In June 2025, UserGems ran a survey with Wynter on the state of AI adoption across sales and marketing. The result was pretty shocking with only 7% of GTM teams reporting clear ROI from AI.

Ten months later, the models have leveled up and the agents are multiplying. So why is GTM lagging behind, and what does the stack look like when you actually fix it?

Why coding and law cracked AI before GTM did

Look at the categories where AI has obviously worked like coding, legal. They share a structural advantage: the data needed to make a good decision is self-contained.

For coding, you need your own codebase. For legal, you need the contract in front of you. Point an LLM at a bounded, high-quality dataset and the magic happens.

GTM is fundamentally harder. To make a good outbound or ABM decision, you need:

  • First-party data (CRM, product usage, call recordings, past champions, closed-lost notes), dispersed across a dozen systems
  • Third-party data and signals (job changes, intent, hiring, funding, buying committee changes), constantly changing and often cluttered

Stack AI on top of bad or fragmented data and you get automated bad decisions at scale. That's exactly what the first wave of AI SDRs delivered, spray-and-pray v2, dressed up as innovation.

Your stack has a system of records and a system of actions. The brain is missing.

Here's the picture of a typical GTM stack in 2026:

  • System of records on the left, your CRM, where information is stored
  • System of actions on the right, your sales engagement platform, dialer, marketing automation, ad platforms

What's in the middle? Each individual rep's brain, deciding on the fly which accounts to work, which signals matter, and what to say.

That's how you end up with inconsistent results, buried signals, and reps spending two-thirds of their day on research instead of conversations.

The missing layer is a GTM brain. Something that sits between records and actions, continuously processes first- and third-party signals, scores what matters, and tells your team who to target, what to say, and when to act.

Where the stack is headed: 2025 to 2027

The shift is easier to see on a timeline:

Three phases of AI in GTM
  • 2025: Bolted on AI. Writing assistants glued onto existing tools. AI SDRs optimized for quantity, not quality. Humans still doing all the operational work.
  • 2026: Intelligence-led. AI starts identifying signals, driving prioritization, and handling the lower-value tasks automatically. Humans reclaim time for the high-leverage work: phone calls, key messages, strategy.
  • 2027: Autonomous GTM. Humans set the strategy and the guardrails. Agents run the motion, learn from outcomes, and iterate autonomously. The rep's job is to review and redirect, not to execute.
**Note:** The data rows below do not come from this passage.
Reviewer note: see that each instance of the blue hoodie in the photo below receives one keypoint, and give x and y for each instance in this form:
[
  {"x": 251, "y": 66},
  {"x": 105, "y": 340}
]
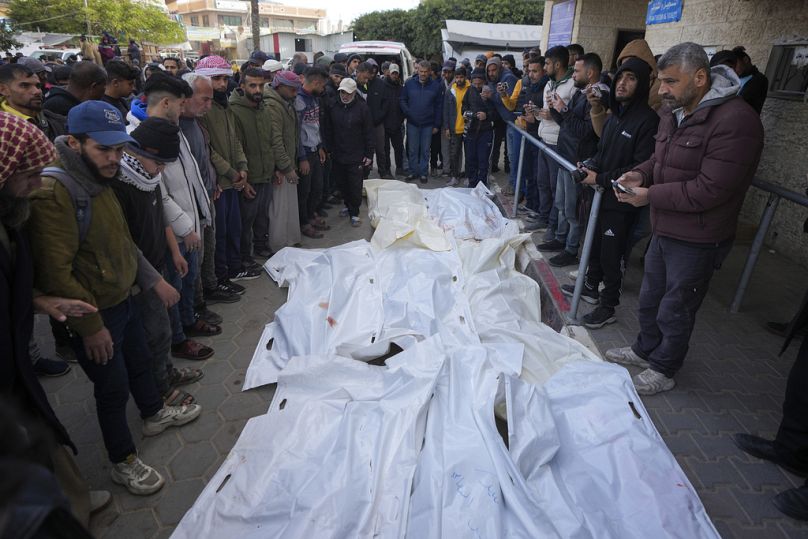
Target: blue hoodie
[{"x": 422, "y": 104}]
The direction of AI takes over the operational load so humans can focus on strategy and the conversations that actually close deals.

A field guide to the vendor landscape

Choosing a vendor in this category is overwhelming, everyone is promising the world. A more useful question than "what does it do?" is "what's its philosophy?" Because philosophy is what determines which functionality gets built and how it gets used.

Where each vendor plays in the stack

Here's the overview of the current map:

  • ZoomInfo: Data coverage and quantity. Full suite for SDRs. Freedom to build any workflow. Philosophy: more data = more options.
  • 6sense / Demandbase: Built from intent-based advertising. Sales is an afterthought. Strong fit if advertising is your primary motion.
  • Nooks, UniFi, Regie, Common Room: Breadth of signals. Quantity often outweighs quality. Heavy lift on the end user to decide what matters.
  • Clay: Extremely versatile. Can do almost anything, if you have the nerves, time, and resources to build and maintain it.
  • UserGems: Data quality as the foundation (it's where we came from with champion tracking), sales and marketing orchestrated together, and the brain managed centrally instead of by each individual rep.

None of these are wrong philosophies. They're different bets. Pick the one that matches how you actually want to run GTM.

What UserGems is building

UserGems positions itself as the AI command center for outbound and ABM, the brain in the middle.

So what does that “brain in the middle” actually look like in practice?

Two components do the work:

  • Data Agents capture first- and third-party signals, run custom research, and keep your account and contact data clean
  • Intelligence Agents score accounts and contacts, build prioritized lists, personalize outreach, and orchestrate sales and marketing execution

Critically, UserGems is not a system of action. We don't build sequences, dialers, or ad platforms. The brain sends its outputs into whatever you already use, Salesforce, Outreach, Salesloft, HubSpot, LinkedIn Ads, Meta, Google. You keep your stack. We make it smarter.

That's the architecture decision we think GTM teams need to make in 2026. Not "which tool replaces everything?" but "where does the intelligence layer live, and who owns it?"

Because whoever ends up filling that brain role, your reps, a vendor, or nothing at all, is the one deciding whether AI actually shows up in your pipeline, or stays stuck at 7%.